Es de esas tabernas de toda la vida. Media luz, su poquito de misterio. El tabernero, pelo blanco, sonrisa de guardia permanente, “yersi” azul porque hace fresquito. O polito de Andalucía de color morado. Siempre colocado detrás de la barra donde no faltan los parroquianos y en la pared una colección de botellas de vinos de la zona y fotos, muchas fotos. En una de ellas, Paco Rodríguez Ceballos, el fundador de la taberna allá por 1947, aparece en primer plano junto a Perico, su gato, que tenía el raro don de tomar té cuando Paco se lo servía. Es una de las muchas historias que cuenta Baldomero que junto a su hermano Ignacio regentan hoy el bar familiar, uno de los más famosos de la mítica Ribera del Marisco portuense.

Paco Rodríguez Ceballos, el desaparecido patriarca de la familia, en una fotografía junto con el gato que tomaba té. El gato había venido embarcado de Tánger y traía aquella curiosa costumbre. Desconocemos si el té era moruno o asiático.
Situado junto al emblemático Romerijo, el bar es de esos pocos sitios elegidos que tienen “poso”, que tienen una especie de esencia que les hace perdurarse en el tiempo y mantenerse siempre llenos.
La clave puede que esté en una tapa que ha cumplido ya más de 40 años, las pavías de merluza, unos trozos de pescado rebozado, de tamaño espectacular que en el bar bordan y del que venden al año más de 7000 kilos, según los cálculos de Ignacio.
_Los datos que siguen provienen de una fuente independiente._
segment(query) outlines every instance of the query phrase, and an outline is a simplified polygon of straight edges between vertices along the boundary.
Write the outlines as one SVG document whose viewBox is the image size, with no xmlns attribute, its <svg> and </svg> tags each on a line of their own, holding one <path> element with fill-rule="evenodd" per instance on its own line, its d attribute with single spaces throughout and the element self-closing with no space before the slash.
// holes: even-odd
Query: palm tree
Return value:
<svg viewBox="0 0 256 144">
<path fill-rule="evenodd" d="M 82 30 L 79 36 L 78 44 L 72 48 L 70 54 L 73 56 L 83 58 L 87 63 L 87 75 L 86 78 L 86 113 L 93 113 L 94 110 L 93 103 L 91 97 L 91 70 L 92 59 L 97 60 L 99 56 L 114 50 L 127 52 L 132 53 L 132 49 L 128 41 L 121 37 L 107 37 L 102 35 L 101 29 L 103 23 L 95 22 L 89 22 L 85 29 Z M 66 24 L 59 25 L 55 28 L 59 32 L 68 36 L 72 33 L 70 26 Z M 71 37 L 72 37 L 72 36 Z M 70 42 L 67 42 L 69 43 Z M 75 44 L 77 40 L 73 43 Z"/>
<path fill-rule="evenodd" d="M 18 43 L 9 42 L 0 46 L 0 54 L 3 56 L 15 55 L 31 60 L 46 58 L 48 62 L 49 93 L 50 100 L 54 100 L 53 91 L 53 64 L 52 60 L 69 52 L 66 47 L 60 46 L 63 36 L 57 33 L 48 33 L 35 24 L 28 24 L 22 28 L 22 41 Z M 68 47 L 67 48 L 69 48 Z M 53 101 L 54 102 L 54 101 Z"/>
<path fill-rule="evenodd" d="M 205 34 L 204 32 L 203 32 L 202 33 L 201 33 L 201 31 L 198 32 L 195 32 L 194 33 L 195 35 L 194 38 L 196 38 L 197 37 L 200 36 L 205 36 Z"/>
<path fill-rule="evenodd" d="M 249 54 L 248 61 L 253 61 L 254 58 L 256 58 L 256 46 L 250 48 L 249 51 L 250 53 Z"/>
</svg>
Empezó en el negocio familiar a los 14 años. Comenzó entonces a colocarse tras la barra junto a su padre: Francisco. Aunque el primer apellido de Paco era Rodríguez, la gente le conocía por su segundo, Ceballos y ese nombre se le quedó al bar. Casa Paco Ceballos comenzó a funcionar en 1947, cuando en El Puerto aún ni se soñaba con la Ribera del Marisco. La taberna sólo ponía vino y servía como lugar de encuentro para pescadores ya que estos, y los armadores de los buques, acudían al establecimiento para hacer los repartos de dinero y pescado tras las mareas. Así se mantuvo el bar hasta la década de los 70. Paco había tenido experiencia en otros locales hosteleros de la ciudad y conocía bien el mundillo de la hostelería, según relata su hijo Ignacio. En esos años se instala el primer cocedero de mariscos en la zona y el dueño pide a Paco que convierta en bar su taberna para así complementar los negocios. Paco, en unión de sus hijos que ya le ayudaban en el bar, comenzó a servir tapas de cocina que, rapidamente, lograron el respaldo de los parroquianos. Huevos a la flamenca, higaditos de pollo, riñones al Jerez, llenaban entonces la carta junto a un llamativo plato llamado merluza al “achilipún”, en honor de la canción que hiciera famosa Lola Flores y que no era otra cosa que un pescado guisado en salsa verde. (En la imagen de la izquierda, Ignacio Rodríguez Sánchez, el otro cincuenta por ciento del tabanco).
UNA TAPA CUARENTONA
Ya entonces Paco comenzó a servir en el bar una merluza con un rebozado crujiente que había aprendido de la cocina del restaurante “La Fuentecilla” situado en el centro de El Puerto. Las pavías de merluza comenzaron a ser la estrella de casa Paco Ceballos y la fórmula la aprendieron sus hijos Ignacio y Baldomero, que a su vez las han ido transmiendo hasta llegar al cocinero actual, Antonio Cañas, que ya lleva cinco años en el establecimiento y las elabora ahora.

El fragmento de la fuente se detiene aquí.